Thursday, July 09, 2015

The litigious Wright Brothers

I've just finished reading David McCullough's latest hagiography, this one dealing with The Wright Brothers. I enjoyed it, of course--that's Mr McCullough's specialty. And I'd quite forgotten, if indeed I ever knew, that Orville Wright not only long outlived his older and more dominant brother, but long enough to see their invention leap the Atlantic Ocean, lay waste to Warsaw and Hiroshima, and even begin to soar aloft on a stream of hot air.
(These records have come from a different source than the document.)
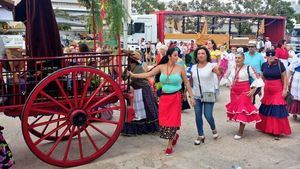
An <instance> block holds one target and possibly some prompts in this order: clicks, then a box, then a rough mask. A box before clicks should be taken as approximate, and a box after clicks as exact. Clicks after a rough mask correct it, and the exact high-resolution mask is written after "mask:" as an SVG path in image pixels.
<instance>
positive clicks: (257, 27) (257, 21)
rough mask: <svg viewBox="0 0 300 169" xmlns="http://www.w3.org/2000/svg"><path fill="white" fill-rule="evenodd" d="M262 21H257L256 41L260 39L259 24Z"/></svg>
mask: <svg viewBox="0 0 300 169" xmlns="http://www.w3.org/2000/svg"><path fill="white" fill-rule="evenodd" d="M259 21H260V20H259V19H257V32H256V39H257V37H258V35H259V27H260V22H259Z"/></svg>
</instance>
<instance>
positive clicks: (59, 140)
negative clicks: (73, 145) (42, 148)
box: [47, 125, 71, 157]
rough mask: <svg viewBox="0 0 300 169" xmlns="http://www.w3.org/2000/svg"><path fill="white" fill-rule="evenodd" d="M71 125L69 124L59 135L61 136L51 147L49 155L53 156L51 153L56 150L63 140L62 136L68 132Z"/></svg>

The author doesn't much dwell on these later years, preferring to spend his time on the day-to-day minutiae of the brothers' lives, and indeed that of their sister Katharine, treating us to all their letters home, and from home to them. (Sometimes, I confess, to the point where my eyelids drooped.) Alas, Mr McCullough stops the detail where it gets interesting, when Wilbur and Orville began to sue their competitors and effectively stopped American aviation development dead in its tracks. As a result, when American pilots went to war in 1917, they had to fly British and French warplanes. Only then did US government pressure American airframe manufacturers to pool their patents, so progress could begin again. It was as if Steve Jobs had patented the smartphone, or if the first man to kindle a flame in his cave had claimed the exclusive right to build all future cookfires.